# Will my UK TV and AV setup work in UAE?



## JTT (May 30, 2011)

Hi,

Will be moving to Dubai shortly and am not sure if my TV, PS3 will work?

I have a 47" LG LX9900 LED TV. I currently connect my Sky+ box through an amp/AV receiver via HDMI for picture and optical for sound, my PS3 also goes into the amp via HDMI. The picture then goes to the TV via HDMI.

If I connect the Dubai set top box via HDMI to the amp/AV receiver and then the picture to the TV via HDMI, will this work in Dubai?

Also will my PS3 work with UAE blu-rays/DVD etc?

Thanks,


----------



## Confiture (Jan 9, 2011)

JTT said:


> Hi,
> 
> Will be moving to Dubai shortly and am not sure if my TV, PS3 will work?
> 
> ...



Yes

I have pretty much the same setup. Your du or OSN box will sit in place of the Sky+

Check the regions on the DVD's you buy here, that's all.

One thing to note is that your landline phone and router will probably not work, as the setup here is cable rather than copper wire Broadband like much of the UK has.

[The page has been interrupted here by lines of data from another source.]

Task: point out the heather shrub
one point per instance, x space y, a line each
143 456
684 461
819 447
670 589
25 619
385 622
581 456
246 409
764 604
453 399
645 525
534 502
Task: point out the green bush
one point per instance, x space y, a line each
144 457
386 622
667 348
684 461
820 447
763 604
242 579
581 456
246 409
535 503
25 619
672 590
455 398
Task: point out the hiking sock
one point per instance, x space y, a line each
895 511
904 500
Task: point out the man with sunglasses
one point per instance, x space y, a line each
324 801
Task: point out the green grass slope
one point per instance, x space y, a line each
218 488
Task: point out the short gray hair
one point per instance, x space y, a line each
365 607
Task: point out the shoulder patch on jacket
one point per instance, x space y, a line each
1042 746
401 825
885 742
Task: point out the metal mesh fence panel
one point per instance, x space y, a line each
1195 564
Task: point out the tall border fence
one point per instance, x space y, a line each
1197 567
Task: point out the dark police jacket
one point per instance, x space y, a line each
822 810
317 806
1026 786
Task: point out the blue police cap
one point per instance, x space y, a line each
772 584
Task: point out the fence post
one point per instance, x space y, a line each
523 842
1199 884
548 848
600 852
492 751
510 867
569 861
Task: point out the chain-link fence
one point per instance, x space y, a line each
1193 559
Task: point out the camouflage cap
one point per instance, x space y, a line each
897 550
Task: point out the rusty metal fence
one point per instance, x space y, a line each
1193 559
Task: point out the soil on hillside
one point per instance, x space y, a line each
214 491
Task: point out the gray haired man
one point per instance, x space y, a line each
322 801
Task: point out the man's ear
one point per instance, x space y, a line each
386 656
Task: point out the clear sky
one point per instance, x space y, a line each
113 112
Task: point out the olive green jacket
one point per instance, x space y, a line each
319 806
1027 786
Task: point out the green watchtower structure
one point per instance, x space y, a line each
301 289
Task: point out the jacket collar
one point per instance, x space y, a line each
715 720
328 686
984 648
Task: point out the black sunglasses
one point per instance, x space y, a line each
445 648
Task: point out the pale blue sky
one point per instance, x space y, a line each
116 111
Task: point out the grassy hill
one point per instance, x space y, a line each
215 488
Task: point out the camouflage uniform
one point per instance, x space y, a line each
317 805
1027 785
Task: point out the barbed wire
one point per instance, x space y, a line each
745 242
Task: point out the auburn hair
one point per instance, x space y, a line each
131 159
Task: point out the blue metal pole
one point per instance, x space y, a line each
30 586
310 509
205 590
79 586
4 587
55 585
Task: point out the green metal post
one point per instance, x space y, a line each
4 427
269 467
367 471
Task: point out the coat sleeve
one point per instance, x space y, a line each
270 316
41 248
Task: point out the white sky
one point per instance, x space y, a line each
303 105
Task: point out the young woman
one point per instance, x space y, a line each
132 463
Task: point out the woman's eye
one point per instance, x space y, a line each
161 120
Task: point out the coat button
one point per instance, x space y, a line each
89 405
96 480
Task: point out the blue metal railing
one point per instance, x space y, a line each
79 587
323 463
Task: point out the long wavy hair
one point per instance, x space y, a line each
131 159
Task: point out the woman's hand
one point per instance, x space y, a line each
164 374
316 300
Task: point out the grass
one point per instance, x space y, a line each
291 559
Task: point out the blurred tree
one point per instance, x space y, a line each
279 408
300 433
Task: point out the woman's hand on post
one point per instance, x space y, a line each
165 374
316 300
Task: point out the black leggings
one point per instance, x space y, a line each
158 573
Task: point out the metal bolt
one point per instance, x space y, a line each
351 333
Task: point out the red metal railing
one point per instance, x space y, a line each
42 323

On the plus side, we have 16Mb here, (most people have 8mb, but you can get even higher) and it's pretty steady at around +/-15mb whenever we do a speed test.


----------



## JTT (May 30, 2011)

Confiture said:


> Yes
> 
> I have pretty much the same setup. Your du or OSN box will sit in place of the Sky+
> 
> ...


Thanks mate


----------



## Nita... (Apr 9, 2011)

I agree with the above as we have just moved from the UK too. We did however include our cordless landline phone and O2 wireless broadband router in our shipment to Dubai. Over here we went with du and they both work fine! (du didn't provide anything cordless). So give it a go if you wish!


----------



## indoMLA (Feb 6, 2011)

Confiture said:


> Yes
> 
> I have pretty much the same setup. Your du or OSN box will sit in place of the Sky+
> 
> ...


They should work just fine. I am using telephones and routers from overseas (the same you get in the UK) and they work just fine for me.


----------



## JTT (May 30, 2011)

Nita... said:


> I agree with the above as we have just moved from the UK too. We did however include our cordless landline phone and O2 wireless broadband router in our shipment to Dubai. Over here we went with du and they both work fine! (du didn't provide anything cordless). So give it a go if you wish!


Thanks, did your O2 wireless router just work? You didn't have to wipe it or re-flash the firmware or anything?

I'm on O2 here, so would be useful to know.

Cheers,


----------



## Nita... (Apr 9, 2011)

Didn't have to do a thing to the router! Just plug and play so to speak


----------